Kidneys on Sale? An Ethnography of Policy, Exchange, and Uncertainty in Iran
- Author(s): Mireshghi, Elham
- Advisor(s): Montoya, Michael J.
- et al.
Since 1997, Iran has implemented the world’s only program for living paid kidney donation. The program has been developed and administered by a non-profit NGO – the Kidney Patient Foundation (KPF). Though sanctioned by Shi‘a Muslim jurists and celebrated in the West as the “Iranian Model,” the program has been rife with moral unease and uncertainty in Iran. While organ donation after death is valorized, undergoing transplantation for cash is stigmatized. Furthermore, there is little agreement among policy actors that facilitating paid organ giving is a good idea. In this dissertation, I examine kidney “selling” both at the level of the exchange – where I analyze the experiences of kidney givers and recipients – and at the level of institutional and bureaucratic process, legal and scientific reasoning, and practical and ethical negotiation, to explain how Iran came to uniquely sanction and bureaucratically routinize kidney selling. I disentangle the dense threads of moral reasoning and experience among a range of actors - from donors and recipients to doctors, policy activists, and Islamic jurists – that undergird the policy’s development and implementation. I have conducted ethnographic field research (2011-2013), including observation inside medical and Islamic institutions in Tehran and Qom, and indepth interviews of kidney givers and patients, KPF personnel, doctors and legal scholars and jurists. I have also analyzed Islamic legal texts, as well as visual and textual media.
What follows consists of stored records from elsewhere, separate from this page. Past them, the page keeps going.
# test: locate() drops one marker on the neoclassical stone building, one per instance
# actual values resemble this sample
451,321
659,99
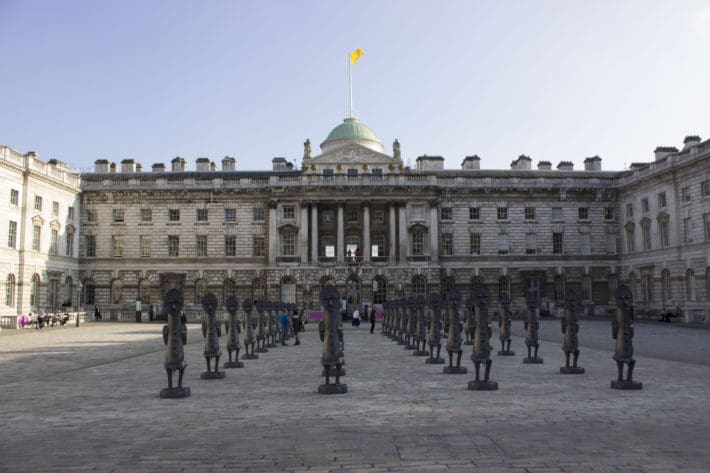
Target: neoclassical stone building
356,216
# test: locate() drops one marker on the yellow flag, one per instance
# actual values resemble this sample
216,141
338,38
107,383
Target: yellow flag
355,55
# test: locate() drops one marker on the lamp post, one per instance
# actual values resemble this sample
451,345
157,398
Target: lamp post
78,302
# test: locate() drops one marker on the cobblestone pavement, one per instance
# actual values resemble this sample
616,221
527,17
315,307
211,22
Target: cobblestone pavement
86,399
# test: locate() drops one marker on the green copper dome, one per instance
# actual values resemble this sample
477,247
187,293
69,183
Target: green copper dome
352,130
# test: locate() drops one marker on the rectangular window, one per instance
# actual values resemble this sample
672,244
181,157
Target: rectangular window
70,244
117,246
200,245
530,244
146,215
556,213
36,234
145,245
475,243
557,243
173,245
662,200
447,244
53,240
12,234
230,245
90,243
259,244
118,215
503,243
259,214
288,244
584,244
352,216
685,194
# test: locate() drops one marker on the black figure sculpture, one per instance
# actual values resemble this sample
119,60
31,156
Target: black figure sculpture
570,328
482,332
174,336
622,327
504,323
211,331
249,326
332,345
420,327
233,327
435,331
261,327
453,341
532,324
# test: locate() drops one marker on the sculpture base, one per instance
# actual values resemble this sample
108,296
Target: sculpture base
331,371
174,393
616,384
455,370
212,375
482,385
333,388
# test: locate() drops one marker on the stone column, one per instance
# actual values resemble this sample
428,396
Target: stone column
403,237
340,248
434,231
303,231
366,232
273,233
314,233
393,234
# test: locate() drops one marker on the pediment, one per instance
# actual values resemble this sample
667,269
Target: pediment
353,154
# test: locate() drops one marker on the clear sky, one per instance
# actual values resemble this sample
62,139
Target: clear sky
151,80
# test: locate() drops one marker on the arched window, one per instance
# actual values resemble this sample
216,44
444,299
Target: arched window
666,285
200,290
379,290
89,292
559,288
418,286
116,291
34,292
144,291
230,288
10,290
690,285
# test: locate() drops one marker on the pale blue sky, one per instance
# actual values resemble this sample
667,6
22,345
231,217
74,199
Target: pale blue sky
151,80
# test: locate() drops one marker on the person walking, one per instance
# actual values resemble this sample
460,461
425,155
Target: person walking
283,321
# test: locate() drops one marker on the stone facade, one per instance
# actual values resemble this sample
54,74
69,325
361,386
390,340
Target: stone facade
357,216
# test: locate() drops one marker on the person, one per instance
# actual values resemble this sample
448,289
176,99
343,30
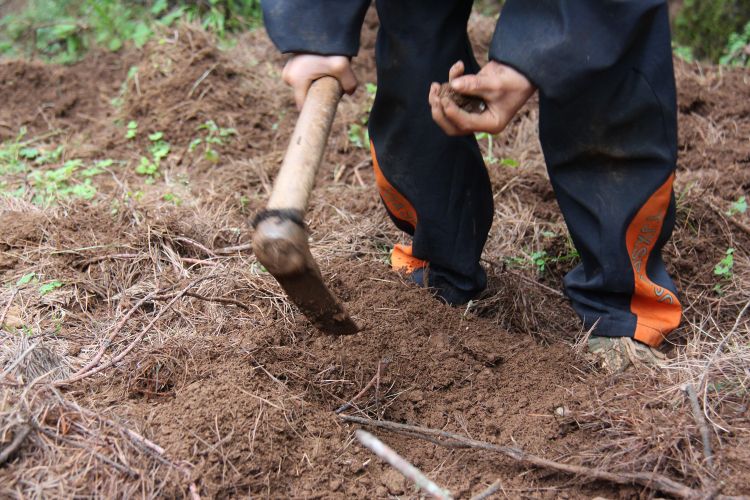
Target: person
607,126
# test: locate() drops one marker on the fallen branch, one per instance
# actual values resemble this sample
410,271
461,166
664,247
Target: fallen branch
81,374
234,249
701,421
7,308
400,464
491,490
375,379
18,439
657,482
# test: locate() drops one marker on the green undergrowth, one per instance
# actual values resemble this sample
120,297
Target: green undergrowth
62,31
43,174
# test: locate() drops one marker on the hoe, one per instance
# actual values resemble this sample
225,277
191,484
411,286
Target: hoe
281,242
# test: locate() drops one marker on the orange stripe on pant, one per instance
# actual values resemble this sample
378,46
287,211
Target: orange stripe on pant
401,256
396,203
657,309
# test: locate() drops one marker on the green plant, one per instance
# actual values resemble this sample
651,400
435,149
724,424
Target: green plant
172,198
60,183
724,269
738,207
705,26
62,30
737,50
149,166
132,131
358,135
49,287
213,135
26,279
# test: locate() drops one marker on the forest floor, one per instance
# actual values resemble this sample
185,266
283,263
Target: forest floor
145,351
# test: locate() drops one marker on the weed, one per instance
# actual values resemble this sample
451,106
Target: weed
358,135
132,130
26,279
724,269
172,198
149,166
738,207
213,136
61,183
49,287
736,53
63,30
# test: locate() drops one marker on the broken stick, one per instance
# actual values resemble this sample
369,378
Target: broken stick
651,480
400,464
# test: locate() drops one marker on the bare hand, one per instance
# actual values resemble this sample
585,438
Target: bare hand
303,69
503,89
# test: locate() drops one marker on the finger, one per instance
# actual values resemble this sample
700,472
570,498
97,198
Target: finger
477,85
471,122
348,81
438,115
456,70
432,95
300,93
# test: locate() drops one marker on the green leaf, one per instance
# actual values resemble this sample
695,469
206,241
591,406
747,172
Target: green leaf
29,153
194,144
141,34
49,287
132,130
738,207
104,163
159,6
114,44
211,155
25,279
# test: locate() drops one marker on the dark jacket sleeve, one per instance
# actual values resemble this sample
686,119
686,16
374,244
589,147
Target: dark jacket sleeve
325,27
560,44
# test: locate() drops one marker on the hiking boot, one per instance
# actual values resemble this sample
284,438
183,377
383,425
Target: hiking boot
617,354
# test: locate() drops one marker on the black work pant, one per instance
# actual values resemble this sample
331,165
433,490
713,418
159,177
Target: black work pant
610,153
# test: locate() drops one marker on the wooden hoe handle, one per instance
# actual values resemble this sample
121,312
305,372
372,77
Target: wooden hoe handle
280,241
295,180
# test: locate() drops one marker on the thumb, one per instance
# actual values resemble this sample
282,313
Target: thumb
300,93
348,81
476,85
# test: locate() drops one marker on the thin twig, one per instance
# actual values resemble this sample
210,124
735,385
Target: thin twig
20,358
701,421
135,341
400,464
491,490
651,480
375,379
18,439
7,308
235,249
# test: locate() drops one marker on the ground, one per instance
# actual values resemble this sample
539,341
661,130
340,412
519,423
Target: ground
149,353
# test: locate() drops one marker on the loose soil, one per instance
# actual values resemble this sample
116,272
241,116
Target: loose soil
243,396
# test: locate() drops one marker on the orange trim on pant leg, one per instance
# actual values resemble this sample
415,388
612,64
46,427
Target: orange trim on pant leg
403,260
396,203
657,309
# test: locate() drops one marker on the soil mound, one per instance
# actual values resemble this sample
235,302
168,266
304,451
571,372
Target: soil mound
210,383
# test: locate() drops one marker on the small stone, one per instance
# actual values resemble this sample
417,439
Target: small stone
562,411
468,103
393,481
416,396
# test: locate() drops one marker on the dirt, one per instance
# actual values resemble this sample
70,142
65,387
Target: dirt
468,103
245,394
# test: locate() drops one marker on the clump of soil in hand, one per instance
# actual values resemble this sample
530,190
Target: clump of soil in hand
468,103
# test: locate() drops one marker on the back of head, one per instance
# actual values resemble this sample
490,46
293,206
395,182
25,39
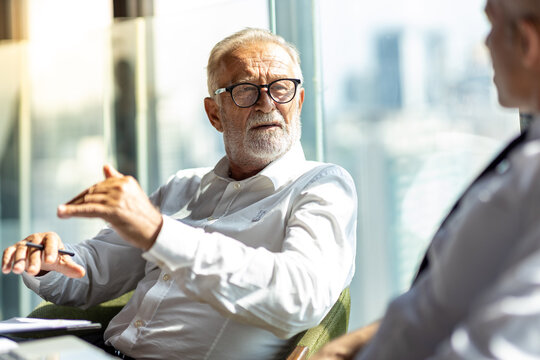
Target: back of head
522,8
241,39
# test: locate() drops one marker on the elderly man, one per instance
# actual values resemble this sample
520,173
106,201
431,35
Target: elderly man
226,263
479,293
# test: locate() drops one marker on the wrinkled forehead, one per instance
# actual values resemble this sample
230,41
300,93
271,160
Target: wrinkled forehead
266,61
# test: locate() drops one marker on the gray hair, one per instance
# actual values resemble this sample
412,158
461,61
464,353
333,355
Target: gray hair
241,39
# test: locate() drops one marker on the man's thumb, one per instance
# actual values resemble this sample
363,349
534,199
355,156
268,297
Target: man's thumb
109,171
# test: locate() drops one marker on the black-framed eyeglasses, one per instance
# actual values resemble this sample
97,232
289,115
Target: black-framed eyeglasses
245,95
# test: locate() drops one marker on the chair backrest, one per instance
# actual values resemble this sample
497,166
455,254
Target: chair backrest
102,313
333,325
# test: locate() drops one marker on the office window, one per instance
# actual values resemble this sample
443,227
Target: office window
87,89
406,104
412,113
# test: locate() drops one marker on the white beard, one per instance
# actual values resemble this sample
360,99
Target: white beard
259,147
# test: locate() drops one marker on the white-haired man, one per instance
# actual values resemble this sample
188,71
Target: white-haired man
478,294
226,263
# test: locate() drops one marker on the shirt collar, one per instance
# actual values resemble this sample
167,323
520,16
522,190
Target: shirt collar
533,129
279,171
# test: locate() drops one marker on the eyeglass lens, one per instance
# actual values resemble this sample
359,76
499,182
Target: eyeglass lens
281,91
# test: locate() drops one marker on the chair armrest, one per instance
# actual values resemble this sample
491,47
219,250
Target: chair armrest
299,353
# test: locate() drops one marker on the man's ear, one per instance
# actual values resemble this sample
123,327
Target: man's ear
530,43
213,113
301,96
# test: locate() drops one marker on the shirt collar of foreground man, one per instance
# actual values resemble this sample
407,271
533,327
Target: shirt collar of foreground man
245,256
479,297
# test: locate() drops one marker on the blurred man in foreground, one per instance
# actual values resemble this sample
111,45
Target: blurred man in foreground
478,294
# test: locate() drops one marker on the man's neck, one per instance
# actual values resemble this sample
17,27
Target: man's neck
240,173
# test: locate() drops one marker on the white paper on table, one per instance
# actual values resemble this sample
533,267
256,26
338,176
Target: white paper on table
6,345
21,324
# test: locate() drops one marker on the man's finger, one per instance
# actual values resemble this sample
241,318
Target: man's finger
19,261
109,172
50,251
70,268
85,210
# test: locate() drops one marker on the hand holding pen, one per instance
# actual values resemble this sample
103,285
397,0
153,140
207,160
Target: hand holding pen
40,253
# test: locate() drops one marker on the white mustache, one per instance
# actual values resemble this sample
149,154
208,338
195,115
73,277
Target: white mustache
259,119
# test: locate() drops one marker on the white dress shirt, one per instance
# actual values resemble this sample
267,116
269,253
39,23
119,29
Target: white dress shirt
238,268
480,297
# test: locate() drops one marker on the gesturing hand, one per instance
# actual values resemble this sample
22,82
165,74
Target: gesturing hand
121,202
18,257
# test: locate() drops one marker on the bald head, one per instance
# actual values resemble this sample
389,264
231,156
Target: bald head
250,37
520,8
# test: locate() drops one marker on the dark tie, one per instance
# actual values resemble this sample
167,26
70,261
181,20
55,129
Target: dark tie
492,166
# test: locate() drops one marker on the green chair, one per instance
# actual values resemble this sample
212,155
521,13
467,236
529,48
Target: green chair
333,325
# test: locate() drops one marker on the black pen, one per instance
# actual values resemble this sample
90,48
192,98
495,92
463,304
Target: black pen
40,247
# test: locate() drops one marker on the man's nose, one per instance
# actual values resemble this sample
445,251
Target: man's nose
265,102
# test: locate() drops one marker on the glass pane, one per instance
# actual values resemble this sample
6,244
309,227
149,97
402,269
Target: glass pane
129,91
412,113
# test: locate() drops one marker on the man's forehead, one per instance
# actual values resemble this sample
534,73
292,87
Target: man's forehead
254,60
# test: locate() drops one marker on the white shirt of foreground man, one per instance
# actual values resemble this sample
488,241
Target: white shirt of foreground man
479,298
246,255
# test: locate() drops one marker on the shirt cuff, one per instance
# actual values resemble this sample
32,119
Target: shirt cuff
175,246
34,282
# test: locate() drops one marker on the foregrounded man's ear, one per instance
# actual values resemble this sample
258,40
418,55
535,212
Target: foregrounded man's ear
212,111
529,41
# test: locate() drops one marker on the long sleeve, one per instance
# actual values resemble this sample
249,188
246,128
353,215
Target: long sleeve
495,229
113,267
282,268
504,324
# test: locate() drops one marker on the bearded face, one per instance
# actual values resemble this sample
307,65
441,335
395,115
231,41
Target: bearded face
265,137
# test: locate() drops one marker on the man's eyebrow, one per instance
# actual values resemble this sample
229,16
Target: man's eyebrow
255,81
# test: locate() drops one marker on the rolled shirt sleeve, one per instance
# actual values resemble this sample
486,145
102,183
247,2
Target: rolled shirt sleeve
284,291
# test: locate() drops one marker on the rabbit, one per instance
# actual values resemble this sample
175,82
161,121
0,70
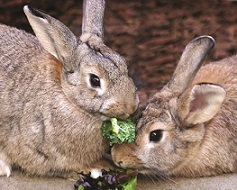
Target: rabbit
55,92
189,128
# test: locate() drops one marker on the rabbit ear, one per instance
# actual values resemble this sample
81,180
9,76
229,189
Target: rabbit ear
200,103
190,62
92,22
53,35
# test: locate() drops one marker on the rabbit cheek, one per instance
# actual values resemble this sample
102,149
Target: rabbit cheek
124,156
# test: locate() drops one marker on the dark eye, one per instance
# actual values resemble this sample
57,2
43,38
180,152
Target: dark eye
94,80
156,136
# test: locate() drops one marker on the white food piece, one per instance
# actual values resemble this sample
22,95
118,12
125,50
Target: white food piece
95,173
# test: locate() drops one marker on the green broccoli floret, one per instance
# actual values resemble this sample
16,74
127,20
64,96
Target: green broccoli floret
119,131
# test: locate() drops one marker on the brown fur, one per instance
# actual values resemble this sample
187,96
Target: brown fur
191,145
50,116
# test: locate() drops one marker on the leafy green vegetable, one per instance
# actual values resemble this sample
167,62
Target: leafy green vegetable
119,131
110,180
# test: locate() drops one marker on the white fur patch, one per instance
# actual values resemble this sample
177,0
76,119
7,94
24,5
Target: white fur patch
5,169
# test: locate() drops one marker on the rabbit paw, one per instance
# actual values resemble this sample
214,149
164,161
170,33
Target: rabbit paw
5,169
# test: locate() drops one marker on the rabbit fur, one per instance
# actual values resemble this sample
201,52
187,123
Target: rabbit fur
189,128
55,91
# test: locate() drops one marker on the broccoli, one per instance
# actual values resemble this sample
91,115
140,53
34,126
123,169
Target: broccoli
119,131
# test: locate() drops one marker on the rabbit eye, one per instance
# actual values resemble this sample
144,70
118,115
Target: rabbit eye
156,136
94,80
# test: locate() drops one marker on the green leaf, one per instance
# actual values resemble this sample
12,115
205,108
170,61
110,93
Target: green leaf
119,131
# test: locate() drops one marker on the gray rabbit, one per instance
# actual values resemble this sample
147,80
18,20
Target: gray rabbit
56,91
189,128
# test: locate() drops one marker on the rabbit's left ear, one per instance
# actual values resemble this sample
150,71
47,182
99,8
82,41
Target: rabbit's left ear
53,35
200,103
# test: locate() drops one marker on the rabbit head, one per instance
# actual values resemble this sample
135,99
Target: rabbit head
172,128
93,77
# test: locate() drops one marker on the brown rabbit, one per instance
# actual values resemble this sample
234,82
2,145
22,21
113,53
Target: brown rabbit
56,91
189,128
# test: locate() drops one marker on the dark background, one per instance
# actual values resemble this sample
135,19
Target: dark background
150,34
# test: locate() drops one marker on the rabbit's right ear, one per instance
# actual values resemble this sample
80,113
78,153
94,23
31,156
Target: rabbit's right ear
200,103
53,35
191,60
My analysis brings together analytic approaches within the anthropology of public policy, medicine, morality, and exchange, while also contributing to a growing interest in Iranian Studies to venture beyond themes of repression and resistance. I consider Iran’s living kidney giving program within the context of Iran’s post-revolution medical modernization projects, its haphazard economic liberalization, and ongoing commitment to social welfare, alongside an examination of the role of Islamic jurists and other “experts” in policy making. I elucidate the socio-economic conditions and aspirations that motivate kidney givers, and the “medical imaginary” that facilitates their decision as well as the legal reasoning of jurists. Lastly, I offer an alternative to the “commodity paradigm” in examining exchanges involving money that can contribute to bioethical discussions of organ sales.